The International Monetary Fund (IMF) has forecasted that Nigeria’s foreign reserves could drop to $24 billion in 2024, according to its latest country report. This projection indicates a significant decline, posing potential foreign exchange challenges for Africa’s largest economy.
As of February 8, the country’s external reserves stood at $33.12 billion. The IMF anticipates a tough period for Nigeria’s financial account throughout 2024–25, citing several factors such as the absence of new Eurobond issuances, substantial repayments of existing funds and Eurobonds amounting to $3.5 billion, and ongoing portfolio outflows.
Despite projecting a surplus in the current account, the IMF expects officially reported reserves to diminish to $24 billion in 2024, with a projected recovery to $38 billion by 2028, as portfolio inflows are forecasted to resume.
The report highlighted that the first half of 2023 witnessed a surplus in the current account, yet there was a notable decline in reserves. This downturn has been attributed to a decrease in crude oil exports, primarily due to oil theft and inadequate investment in essential upstream infrastructure.

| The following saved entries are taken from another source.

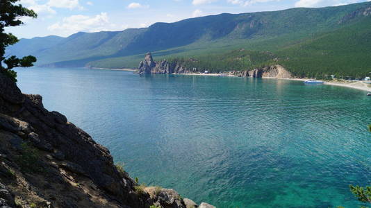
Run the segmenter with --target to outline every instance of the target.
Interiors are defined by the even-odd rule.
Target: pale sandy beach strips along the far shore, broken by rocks
[[[98,67],[92,67],[89,69],[102,69],[102,70],[112,70],[112,71],[137,71],[137,69],[110,69],[110,68],[98,68]],[[187,75],[187,76],[238,77],[231,73],[172,73],[172,74],[173,75]],[[308,80],[308,78],[273,78],[273,77],[262,77],[262,78],[277,79],[277,80],[294,80],[294,81],[302,81],[302,82],[304,82],[305,80]],[[368,84],[363,83],[363,81],[333,80],[333,81],[324,81],[324,85],[331,85],[331,86],[337,86],[337,87],[348,87],[352,89],[358,89],[358,90],[363,90],[366,92],[371,92],[371,87],[368,87]],[[371,83],[369,85],[371,85]]]

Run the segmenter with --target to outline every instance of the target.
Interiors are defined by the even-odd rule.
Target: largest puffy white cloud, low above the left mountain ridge
[[[60,35],[70,35],[80,31],[117,31],[128,27],[129,26],[126,25],[117,26],[115,24],[110,24],[107,13],[101,12],[99,15],[92,17],[85,15],[72,15],[65,17],[62,21],[58,21],[56,24],[49,26],[48,30]]]

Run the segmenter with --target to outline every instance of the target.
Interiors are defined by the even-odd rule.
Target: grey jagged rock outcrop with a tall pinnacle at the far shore
[[[140,62],[138,67],[139,74],[171,74],[171,73],[190,73],[184,67],[167,60],[155,62],[151,53],[145,55],[145,60]]]

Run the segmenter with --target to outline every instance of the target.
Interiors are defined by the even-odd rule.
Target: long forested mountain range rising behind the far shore
[[[371,71],[371,2],[212,15],[66,38],[36,37],[22,39],[7,53],[34,54],[44,66],[133,68],[148,51],[158,59],[199,60],[199,67],[217,71],[279,62],[297,76],[365,76]],[[262,59],[262,53],[270,55]],[[216,66],[208,64],[216,63],[215,58]]]

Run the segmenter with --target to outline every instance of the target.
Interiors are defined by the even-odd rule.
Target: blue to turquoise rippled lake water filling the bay
[[[140,182],[222,207],[356,207],[371,184],[371,98],[291,80],[18,69],[19,87]]]

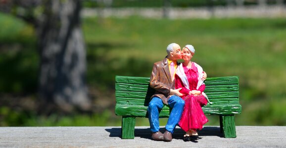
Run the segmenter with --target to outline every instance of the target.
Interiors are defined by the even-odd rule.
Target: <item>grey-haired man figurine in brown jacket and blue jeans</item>
[[[154,63],[153,70],[150,76],[150,87],[156,91],[151,97],[148,105],[148,115],[150,122],[150,130],[152,132],[152,139],[156,141],[172,141],[172,133],[176,125],[180,121],[182,112],[184,110],[185,101],[180,98],[182,94],[180,89],[174,89],[175,70],[178,67],[178,59],[182,59],[181,47],[176,43],[171,43],[167,46],[167,56],[159,62]],[[162,134],[159,131],[159,111],[164,104],[173,108],[167,125],[166,131]]]

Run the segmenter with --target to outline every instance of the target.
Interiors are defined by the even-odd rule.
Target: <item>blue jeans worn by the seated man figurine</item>
[[[174,132],[174,129],[178,122],[181,119],[182,112],[184,110],[185,101],[178,96],[171,96],[168,101],[168,105],[170,108],[173,108],[167,125],[166,130],[168,130],[170,133]],[[162,100],[158,97],[153,97],[152,100],[149,103],[148,106],[148,115],[149,115],[149,122],[150,122],[150,130],[151,132],[158,132],[159,127],[159,110],[161,110],[164,107],[164,104]]]

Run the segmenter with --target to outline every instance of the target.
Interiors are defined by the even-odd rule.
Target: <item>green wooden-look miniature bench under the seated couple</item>
[[[148,117],[147,107],[154,89],[149,77],[115,76],[115,114],[122,116],[122,139],[134,139],[135,118]],[[236,138],[235,114],[241,113],[238,77],[210,77],[205,80],[205,94],[212,104],[202,109],[205,114],[219,115],[225,138]],[[171,109],[164,106],[159,117],[168,117]]]

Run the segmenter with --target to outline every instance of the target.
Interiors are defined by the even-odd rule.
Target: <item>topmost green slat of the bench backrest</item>
[[[132,84],[148,84],[149,77],[137,76],[115,76],[115,82],[132,83]],[[224,76],[224,77],[208,77],[205,80],[206,85],[217,84],[238,84],[238,76]]]

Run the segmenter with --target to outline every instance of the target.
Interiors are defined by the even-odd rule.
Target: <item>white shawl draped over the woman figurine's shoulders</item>
[[[194,66],[197,68],[197,73],[198,73],[198,81],[197,81],[197,86],[196,86],[196,89],[198,89],[201,85],[203,85],[204,84],[204,82],[203,82],[203,80],[201,80],[201,78],[203,77],[203,70],[202,70],[202,68],[198,65],[198,64],[196,64],[196,63],[194,63],[194,62],[192,62],[193,64],[194,64]],[[186,76],[186,74],[185,74],[185,72],[184,72],[184,69],[183,69],[183,64],[180,64],[179,65],[179,67],[177,68],[177,70],[176,70],[176,74],[180,77],[180,79],[182,80],[182,82],[183,82],[183,84],[184,84],[184,86],[188,89],[188,90],[190,90],[190,86],[189,86],[189,82],[188,82],[188,78],[187,78],[187,76]],[[201,94],[207,99],[207,101],[209,102],[209,100],[208,100],[208,98],[207,98],[207,95],[204,93],[204,92],[201,92]],[[209,102],[210,104],[212,104],[211,102]]]

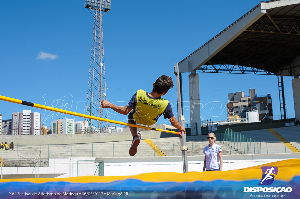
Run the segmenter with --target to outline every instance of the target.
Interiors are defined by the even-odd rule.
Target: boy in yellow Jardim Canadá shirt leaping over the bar
[[[169,76],[162,75],[153,83],[151,93],[143,90],[138,90],[131,98],[126,106],[117,106],[107,100],[101,101],[102,108],[111,108],[114,111],[128,115],[129,124],[144,124],[153,125],[158,118],[163,114],[165,119],[169,119],[172,126],[184,132],[185,129],[179,124],[174,116],[171,104],[168,100],[161,98],[167,94],[170,88],[173,88],[173,80]],[[129,126],[133,141],[129,148],[129,155],[134,156],[137,153],[137,146],[140,144],[140,138],[137,135],[137,128]]]

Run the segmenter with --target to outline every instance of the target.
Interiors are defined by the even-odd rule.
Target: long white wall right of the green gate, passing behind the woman
[[[223,171],[295,159],[298,156],[297,153],[223,155]],[[188,171],[203,171],[204,156],[188,156],[187,160]],[[182,157],[104,159],[104,176],[125,176],[152,172],[183,173]]]

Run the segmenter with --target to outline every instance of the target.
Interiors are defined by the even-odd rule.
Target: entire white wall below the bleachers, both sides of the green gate
[[[297,153],[223,155],[223,171],[298,158]],[[188,156],[188,171],[203,171],[204,156]],[[95,158],[49,159],[49,167],[4,167],[4,178],[77,177],[98,175]],[[104,158],[104,176],[127,176],[152,172],[183,173],[182,157]]]

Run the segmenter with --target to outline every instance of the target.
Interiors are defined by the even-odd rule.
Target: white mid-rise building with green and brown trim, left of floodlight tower
[[[69,118],[51,121],[51,134],[74,134],[74,120]]]

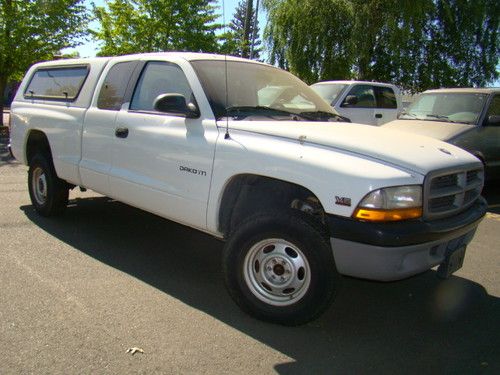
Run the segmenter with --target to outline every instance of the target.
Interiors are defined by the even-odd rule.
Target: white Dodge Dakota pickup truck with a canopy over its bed
[[[339,122],[292,74],[244,59],[40,63],[11,108],[41,215],[62,213],[80,186],[223,239],[229,293],[267,321],[316,318],[339,274],[447,277],[486,212],[471,154]]]

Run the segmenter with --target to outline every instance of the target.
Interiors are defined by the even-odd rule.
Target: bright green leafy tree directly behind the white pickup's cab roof
[[[102,43],[99,55],[140,52],[218,51],[213,0],[113,0],[94,6]]]

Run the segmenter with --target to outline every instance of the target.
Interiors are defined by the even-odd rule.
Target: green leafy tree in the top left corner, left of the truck
[[[0,113],[8,81],[78,45],[88,21],[83,0],[0,0]],[[0,125],[3,125],[0,116]]]

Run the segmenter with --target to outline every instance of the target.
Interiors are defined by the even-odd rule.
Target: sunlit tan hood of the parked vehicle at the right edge
[[[457,124],[446,121],[394,120],[382,126],[387,129],[401,130],[447,141],[460,133],[470,130],[475,125]]]

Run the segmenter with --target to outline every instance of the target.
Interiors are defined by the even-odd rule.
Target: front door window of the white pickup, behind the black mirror
[[[168,62],[149,62],[137,82],[130,109],[154,111],[153,102],[161,94],[182,94],[189,102],[193,91],[179,66]]]

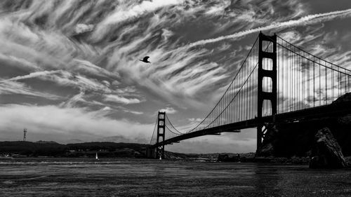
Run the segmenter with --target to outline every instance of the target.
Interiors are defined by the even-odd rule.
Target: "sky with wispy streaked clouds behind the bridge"
[[[3,0],[0,12],[1,141],[27,128],[29,141],[148,143],[160,109],[194,124],[260,31],[351,63],[350,0]],[[256,133],[166,149],[255,151]]]

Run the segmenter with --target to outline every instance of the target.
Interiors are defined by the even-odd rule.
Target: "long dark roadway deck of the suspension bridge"
[[[172,137],[158,144],[150,146],[151,148],[160,147],[166,144],[178,143],[181,140],[187,140],[193,137],[199,137],[203,135],[218,135],[219,133],[229,132],[237,133],[238,130],[245,128],[256,128],[259,123],[289,123],[293,121],[307,121],[314,118],[323,117],[336,117],[351,114],[351,101],[349,102],[333,102],[328,105],[320,107],[312,107],[309,109],[303,109],[298,111],[290,111],[283,114],[276,114],[274,116],[264,116],[261,120],[254,118],[247,121],[240,121],[237,123],[230,123],[227,125],[220,125],[213,128],[207,128],[204,130],[194,131],[192,133],[185,133],[177,137]]]

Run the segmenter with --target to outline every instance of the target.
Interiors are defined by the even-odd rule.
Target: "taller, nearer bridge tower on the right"
[[[268,43],[272,44],[272,50],[265,51],[263,48],[263,41],[267,41]],[[267,62],[272,60],[272,69],[267,69],[263,67],[263,61],[267,59]],[[270,90],[272,92],[265,92],[263,90],[263,79],[267,77],[272,79],[272,85]],[[264,137],[263,130],[263,121],[262,121],[262,114],[263,114],[263,102],[265,100],[270,101],[272,107],[272,116],[274,117],[277,114],[277,35],[274,34],[273,36],[266,36],[262,32],[260,32],[258,36],[258,95],[257,95],[257,107],[258,107],[258,122],[259,125],[257,127],[257,149],[262,145],[262,140]]]

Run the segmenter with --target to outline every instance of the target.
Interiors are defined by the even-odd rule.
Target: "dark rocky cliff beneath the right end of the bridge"
[[[336,102],[350,102],[351,93],[339,97]],[[263,145],[258,156],[292,157],[316,156],[319,130],[328,128],[344,156],[351,156],[351,114],[339,117],[325,117],[294,123],[267,125]]]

Additionally, profit repatriation from the oil sector has decreased, partially offsetting the adverse effects on the current account. However, Foreign Direct Investment remains low, while there has been an increase in portfolio outflows, including equity and Eurobond repayments, as well as repatriations.

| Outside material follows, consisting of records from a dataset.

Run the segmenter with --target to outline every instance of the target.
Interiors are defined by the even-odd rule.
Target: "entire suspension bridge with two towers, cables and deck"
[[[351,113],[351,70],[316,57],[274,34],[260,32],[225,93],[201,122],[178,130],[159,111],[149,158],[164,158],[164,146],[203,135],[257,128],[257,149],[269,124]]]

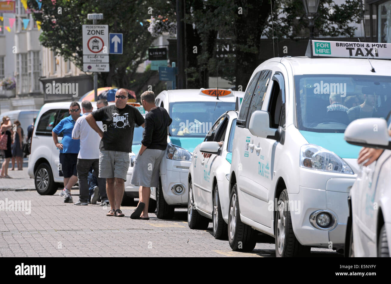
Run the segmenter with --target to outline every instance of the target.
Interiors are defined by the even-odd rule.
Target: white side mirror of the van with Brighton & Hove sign
[[[251,114],[248,129],[251,134],[261,138],[278,137],[277,129],[270,127],[270,113],[268,111],[254,111]]]

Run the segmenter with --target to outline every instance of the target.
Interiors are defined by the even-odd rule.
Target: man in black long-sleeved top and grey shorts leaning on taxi
[[[167,148],[167,131],[172,119],[163,107],[155,105],[155,95],[152,91],[142,93],[141,103],[148,113],[145,115],[142,145],[136,157],[131,179],[131,184],[140,186],[141,193],[140,202],[130,218],[148,220],[151,187],[159,187],[159,167]]]

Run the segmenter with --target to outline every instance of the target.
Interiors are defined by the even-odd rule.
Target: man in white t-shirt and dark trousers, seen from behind
[[[88,190],[88,171],[91,166],[94,170],[94,174],[97,176],[99,173],[99,143],[100,137],[95,130],[93,130],[86,117],[93,110],[91,102],[85,100],[81,103],[83,109],[83,116],[76,120],[74,129],[72,130],[72,139],[80,139],[80,151],[77,156],[77,177],[79,179],[79,201],[75,205],[88,205],[88,199],[90,198]],[[102,123],[98,125],[103,130]],[[106,193],[106,180],[97,177],[99,194],[103,202],[108,202]]]

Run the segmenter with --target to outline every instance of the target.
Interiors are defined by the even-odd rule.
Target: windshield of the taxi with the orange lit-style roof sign
[[[176,102],[170,104],[169,134],[174,137],[205,137],[213,123],[235,102]]]

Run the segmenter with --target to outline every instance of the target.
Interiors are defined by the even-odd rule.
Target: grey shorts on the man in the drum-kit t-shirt
[[[126,181],[129,164],[130,158],[127,152],[100,150],[99,177],[105,179],[118,177]]]

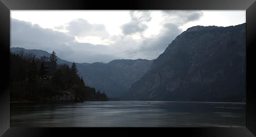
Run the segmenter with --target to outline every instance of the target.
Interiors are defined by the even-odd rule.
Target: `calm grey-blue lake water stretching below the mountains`
[[[242,126],[245,103],[88,101],[11,103],[11,126],[172,127]]]

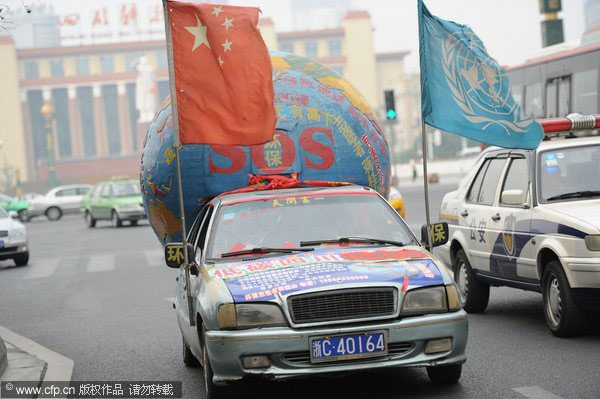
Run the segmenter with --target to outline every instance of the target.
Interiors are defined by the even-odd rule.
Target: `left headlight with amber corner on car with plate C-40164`
[[[219,328],[286,326],[281,308],[270,303],[227,303],[219,307]]]

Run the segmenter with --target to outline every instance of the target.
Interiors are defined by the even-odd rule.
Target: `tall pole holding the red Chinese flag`
[[[177,89],[175,87],[175,64],[173,60],[173,36],[171,35],[171,23],[169,21],[169,5],[167,0],[163,2],[163,13],[165,16],[165,35],[167,38],[167,60],[169,62],[169,91],[171,94],[171,111],[173,118],[173,145],[175,146],[175,162],[177,164],[177,187],[179,194],[179,214],[181,219],[181,234],[183,244],[183,268],[185,269],[185,290],[188,302],[188,318],[190,326],[195,326],[194,309],[192,301],[192,288],[190,276],[190,260],[187,250],[187,232],[185,228],[185,208],[183,201],[183,185],[181,184],[181,162],[179,150],[181,148],[181,137],[179,134],[179,113],[177,112]]]

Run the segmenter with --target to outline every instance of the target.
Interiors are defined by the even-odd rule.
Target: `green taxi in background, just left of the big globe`
[[[140,184],[136,180],[112,180],[98,183],[83,199],[81,208],[88,227],[98,220],[110,220],[114,227],[124,221],[135,226],[146,218]]]

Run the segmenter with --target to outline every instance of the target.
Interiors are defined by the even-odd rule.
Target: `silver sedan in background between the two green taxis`
[[[63,215],[81,212],[81,199],[92,189],[89,184],[71,184],[55,187],[46,195],[31,200],[29,218],[46,216],[58,220]]]

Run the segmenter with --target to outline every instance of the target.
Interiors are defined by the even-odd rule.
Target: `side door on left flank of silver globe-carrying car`
[[[206,233],[212,215],[212,206],[206,205],[200,210],[190,232],[188,234],[188,242],[193,244],[195,253],[190,261],[200,265],[202,262],[202,252],[204,250],[204,242],[206,241]],[[175,309],[177,310],[177,319],[179,327],[188,344],[196,344],[199,347],[198,334],[196,327],[190,326],[188,295],[185,285],[186,271],[180,268],[177,276],[177,292],[175,297]],[[192,304],[195,306],[195,293],[197,292],[198,276],[197,273],[190,273],[190,292],[192,293]],[[192,314],[196,314],[196,309],[193,309]]]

The IMF emphasized the need for comprehensive information on short-term foreign exchange liabilities from Nigerian authorities to accurately calculate net international reserves. Despite challenges, the IMF reiterated the importance of addressing stalled per-capita growth, poverty, and high food insecurity in Nigeria, which have exacerbated the ongoing cost-of-living crisis.

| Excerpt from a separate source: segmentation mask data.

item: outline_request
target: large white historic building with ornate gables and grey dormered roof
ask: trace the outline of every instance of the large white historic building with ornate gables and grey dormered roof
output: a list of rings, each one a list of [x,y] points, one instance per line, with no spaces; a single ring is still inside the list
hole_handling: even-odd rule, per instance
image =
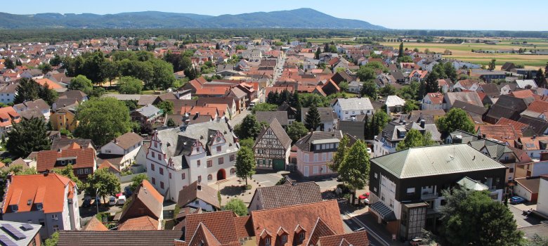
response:
[[[223,121],[155,131],[146,155],[152,186],[167,200],[194,181],[207,184],[235,177],[240,145]]]

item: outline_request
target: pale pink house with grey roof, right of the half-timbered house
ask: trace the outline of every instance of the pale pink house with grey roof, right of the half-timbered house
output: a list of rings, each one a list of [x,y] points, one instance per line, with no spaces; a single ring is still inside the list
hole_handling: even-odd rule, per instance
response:
[[[350,144],[356,141],[355,138],[348,137]],[[340,130],[312,131],[296,141],[296,165],[299,174],[305,177],[337,174],[327,164],[333,160],[341,138],[343,133]]]

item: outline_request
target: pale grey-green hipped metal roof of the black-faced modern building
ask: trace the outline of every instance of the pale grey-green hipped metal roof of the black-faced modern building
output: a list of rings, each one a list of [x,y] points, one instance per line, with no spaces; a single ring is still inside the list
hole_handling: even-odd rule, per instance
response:
[[[399,179],[506,168],[467,144],[408,148],[371,162]]]

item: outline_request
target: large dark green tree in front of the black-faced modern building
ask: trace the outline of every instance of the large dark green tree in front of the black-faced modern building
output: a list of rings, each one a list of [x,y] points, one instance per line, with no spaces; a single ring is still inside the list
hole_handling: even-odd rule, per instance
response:
[[[487,191],[443,190],[442,233],[451,245],[520,245],[523,233],[507,206]]]

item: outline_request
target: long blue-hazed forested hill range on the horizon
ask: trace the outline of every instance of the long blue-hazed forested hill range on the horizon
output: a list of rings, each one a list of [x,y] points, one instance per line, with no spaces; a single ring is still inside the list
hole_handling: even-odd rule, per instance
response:
[[[335,18],[311,8],[292,11],[242,13],[238,15],[197,15],[190,13],[133,12],[107,15],[91,13],[0,13],[0,29],[34,28],[315,28],[385,30],[362,20]]]

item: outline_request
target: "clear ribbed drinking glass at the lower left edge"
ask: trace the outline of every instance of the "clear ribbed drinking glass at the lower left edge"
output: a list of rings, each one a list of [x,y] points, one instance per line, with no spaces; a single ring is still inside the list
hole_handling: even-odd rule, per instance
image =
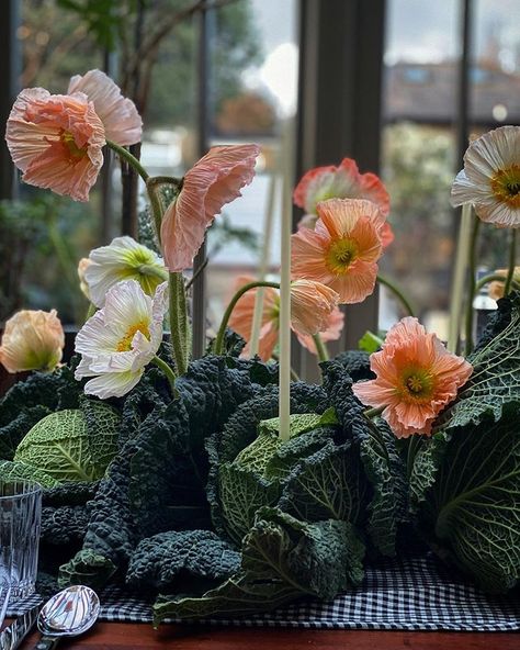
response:
[[[0,593],[10,589],[12,599],[34,592],[41,518],[41,485],[0,480]]]

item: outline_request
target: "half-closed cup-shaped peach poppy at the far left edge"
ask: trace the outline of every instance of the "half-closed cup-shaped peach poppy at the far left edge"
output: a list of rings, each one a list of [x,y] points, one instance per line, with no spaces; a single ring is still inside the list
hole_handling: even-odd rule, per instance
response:
[[[64,346],[64,328],[56,310],[22,310],[5,323],[0,363],[12,373],[53,370],[61,360]]]

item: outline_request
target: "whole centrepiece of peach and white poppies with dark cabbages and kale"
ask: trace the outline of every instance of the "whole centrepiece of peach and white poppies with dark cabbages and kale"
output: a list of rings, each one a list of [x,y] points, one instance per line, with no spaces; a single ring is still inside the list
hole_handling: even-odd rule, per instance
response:
[[[117,237],[80,261],[92,307],[70,366],[59,366],[55,312],[20,312],[7,324],[0,361],[39,372],[0,402],[0,475],[46,486],[42,568],[60,585],[118,581],[158,594],[157,623],[334,598],[361,582],[368,558],[414,552],[414,535],[483,589],[513,587],[520,128],[472,143],[453,184],[473,235],[470,247],[460,243],[448,348],[378,274],[393,240],[389,198],[346,158],[299,181],[293,198],[306,214],[291,258],[285,250],[282,285],[240,278],[199,360],[190,359],[183,271],[251,181],[259,148],[213,147],[182,179],[149,177],[125,148],[140,134],[135,107],[99,70],[74,77],[64,96],[22,91],[8,122],[23,180],[75,200],[88,200],[104,146],[132,165],[161,250]],[[507,270],[479,280],[495,292],[499,283],[504,298],[475,348],[478,287],[470,281],[463,357],[461,287],[467,271],[474,278],[481,220],[508,228],[510,254]],[[370,337],[371,355],[329,359],[326,343],[343,327],[338,305],[363,301],[376,281],[407,316],[384,339]],[[289,328],[320,360],[320,385],[295,380],[284,393],[287,358],[272,359]]]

Low revenue collection has also hindered the provision of services and public investment, with headline inflation reaching 27 percent year-on-year in October, driven by factors such as fuel subsidy removal, exchange rate depreciation, and poor agricultural production in the country.
Overall, the IMF’s assessment underscores the importance of proactive measures to address the economic challenges facing Nigeria and ensure sustainable growth and stability in the long term.